The Red Sox called him up to the Majors for the first time on April 21, 2013, to start the second game of a doubleheader. Webster was optioned the next day. Webster was recalled May 7 after reliever Joel Hanrahan went on the disabled list. Webster was optioned back to Pawtucket on May 9, and recalled on June 22. During his time in the Majors of the 2013 season, Webster made 8 appearances (7 starts) going 1–2 with an 8.60 ERA.

===Arizona Diamondbacks===
On December 12, 2014, the Red Sox traded Webster, Rubby De La Rosa, and Raymel Flores to the Arizona Diamondbacks in exchange for Wade Miley. The 2015 season proved to be a difficult one for Webster. He was reported to have had shoulder fatigue in April. After struggling to the tune of an 8.18 ERA in Triple–A, Webster was called up to Arizona and made 5 starts while also appearing out of the bullpen four times. The Diamondbacks designated Webster for assignment after the season.

===Samsung Lions===
On November 25, 2015, Webster was traded to the Pittsburgh Pirates in exchange for cash considerations. He was released by the Pirates on December 16 and shortly afterwards signed a one-year contract with the Samsung Lions of the KBO League. He managed to start 12 games for the Lions, pitching to a 5.70 ERA.

===Texas Rangers===
On November 17, 2016, the Texas Rangers signed Webster to a minor league deal. He made 12 appearances (11 starts) for the Triple–A Round Rock Express, registering a 4–4 record and 6.79 ERA with 44 strikeouts across 58 1/3 innings pitched. Webster elected free agency following the season on November 6, 2017.

===Chicago Cubs===
On March 2, 2018, Webster signed a minor league contract with the Chicago Cubs. In 17 games split between the rookie-level Arizona League Cubs, Double-A Tennessee Smokies, and Triple-A Iowa Cubs, Webster pitched to a 2.65 ERA with 24 strikeouts, and was called up to the major leagues on September 19. In 3 games for Chicago, he worked to a 6.00 ERA with 3 strikeouts over 3 innings of work. On November 30, the Cubs non-tendered Webster, making him a free agent.

On December 19, 2018, Webster re-signed with Chicago on a new minor league contract. With the Cubs struggling at the start of the 2019 season, Webster was called up to the majors to bolster the bullpen. In his first relief appearance for the Cubs on April 6, the first batter he faced, Milwaukee's Ryan Braun, hit a three-run homer.
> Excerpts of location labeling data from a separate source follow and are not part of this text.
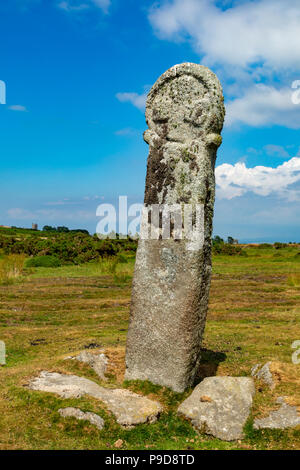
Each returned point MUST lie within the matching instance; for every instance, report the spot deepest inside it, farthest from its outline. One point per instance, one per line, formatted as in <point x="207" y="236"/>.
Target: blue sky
<point x="77" y="74"/>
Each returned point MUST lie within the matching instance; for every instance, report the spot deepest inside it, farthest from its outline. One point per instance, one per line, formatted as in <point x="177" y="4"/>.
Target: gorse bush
<point x="11" y="268"/>
<point x="228" y="249"/>
<point x="72" y="247"/>
<point x="43" y="261"/>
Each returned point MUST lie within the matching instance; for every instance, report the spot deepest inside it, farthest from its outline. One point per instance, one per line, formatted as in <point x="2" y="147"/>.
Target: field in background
<point x="47" y="314"/>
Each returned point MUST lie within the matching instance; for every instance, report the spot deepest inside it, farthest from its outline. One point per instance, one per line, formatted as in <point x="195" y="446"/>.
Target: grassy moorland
<point x="47" y="314"/>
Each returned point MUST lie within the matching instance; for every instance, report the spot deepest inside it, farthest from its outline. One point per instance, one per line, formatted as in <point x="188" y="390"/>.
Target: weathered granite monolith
<point x="185" y="114"/>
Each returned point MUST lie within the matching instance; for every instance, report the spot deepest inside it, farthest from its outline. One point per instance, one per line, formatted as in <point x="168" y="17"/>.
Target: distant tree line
<point x="69" y="247"/>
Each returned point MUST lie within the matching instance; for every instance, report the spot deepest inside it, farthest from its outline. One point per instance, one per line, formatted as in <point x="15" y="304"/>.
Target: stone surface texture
<point x="286" y="417"/>
<point x="220" y="406"/>
<point x="264" y="374"/>
<point x="185" y="114"/>
<point x="128" y="407"/>
<point x="81" y="415"/>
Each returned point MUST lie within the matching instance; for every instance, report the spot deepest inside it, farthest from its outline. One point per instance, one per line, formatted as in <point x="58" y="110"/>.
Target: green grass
<point x="50" y="313"/>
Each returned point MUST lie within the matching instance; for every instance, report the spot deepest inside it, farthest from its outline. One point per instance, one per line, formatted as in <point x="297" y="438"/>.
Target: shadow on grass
<point x="209" y="364"/>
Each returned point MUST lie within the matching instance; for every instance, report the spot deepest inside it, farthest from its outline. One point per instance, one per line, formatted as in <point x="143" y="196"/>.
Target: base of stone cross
<point x="168" y="313"/>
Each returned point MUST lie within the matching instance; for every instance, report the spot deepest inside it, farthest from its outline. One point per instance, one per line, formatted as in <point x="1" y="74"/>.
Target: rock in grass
<point x="264" y="374"/>
<point x="286" y="417"/>
<point x="128" y="407"/>
<point x="225" y="409"/>
<point x="185" y="114"/>
<point x="81" y="415"/>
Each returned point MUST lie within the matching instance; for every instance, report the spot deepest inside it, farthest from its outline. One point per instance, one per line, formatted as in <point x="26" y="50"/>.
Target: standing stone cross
<point x="185" y="114"/>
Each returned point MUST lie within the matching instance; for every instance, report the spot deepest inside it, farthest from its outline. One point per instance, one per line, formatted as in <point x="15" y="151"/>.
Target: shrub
<point x="11" y="267"/>
<point x="43" y="261"/>
<point x="279" y="245"/>
<point x="227" y="249"/>
<point x="262" y="246"/>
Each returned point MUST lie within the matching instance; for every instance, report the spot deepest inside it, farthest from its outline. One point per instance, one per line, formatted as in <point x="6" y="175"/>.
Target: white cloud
<point x="137" y="100"/>
<point x="264" y="105"/>
<point x="73" y="5"/>
<point x="18" y="213"/>
<point x="265" y="31"/>
<point x="246" y="42"/>
<point x="17" y="107"/>
<point x="127" y="132"/>
<point x="103" y="4"/>
<point x="236" y="180"/>
<point x="276" y="151"/>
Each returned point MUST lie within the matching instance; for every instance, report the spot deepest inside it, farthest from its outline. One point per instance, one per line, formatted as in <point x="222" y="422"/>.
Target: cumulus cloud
<point x="139" y="101"/>
<point x="276" y="151"/>
<point x="265" y="31"/>
<point x="246" y="42"/>
<point x="236" y="180"/>
<point x="17" y="107"/>
<point x="264" y="105"/>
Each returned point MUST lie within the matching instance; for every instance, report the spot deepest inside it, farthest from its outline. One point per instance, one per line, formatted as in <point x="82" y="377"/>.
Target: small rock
<point x="118" y="443"/>
<point x="264" y="374"/>
<point x="225" y="415"/>
<point x="286" y="417"/>
<point x="205" y="399"/>
<point x="128" y="407"/>
<point x="78" y="414"/>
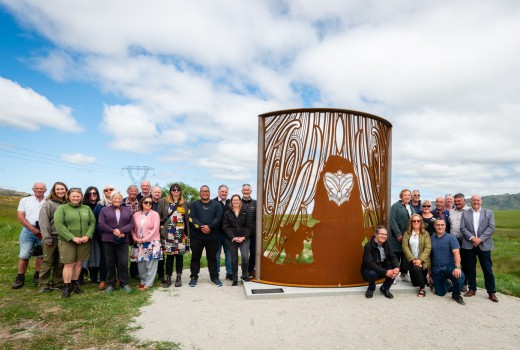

On May 11, Webster was placed on the 10-day disabled list and later moved to the 60-day list as a result of radial nerve inflammation. On July 3, he began rehabilitation assignments with the rookie-level AZL Cubs, continuing on July 9 with Double–A Tennessee. On November 4, Webster was removed from the 40-man roster and sent outright to Triple-A Iowa. He subsequently rejected the assignment and elected free agency.

===Washington Nationals===
On March 9, 2020, Webster signed a minor league deal with the Washington Nationals. He was subsequently assigned to the Nationals' Double-A affiliate, the Harrisburg Senators. However, the Senators' 2020 schedule was canceled, along with that of every other Minor League Baseball team because of the COVID-19 pandemic, and Webster was released by the organization on May 31.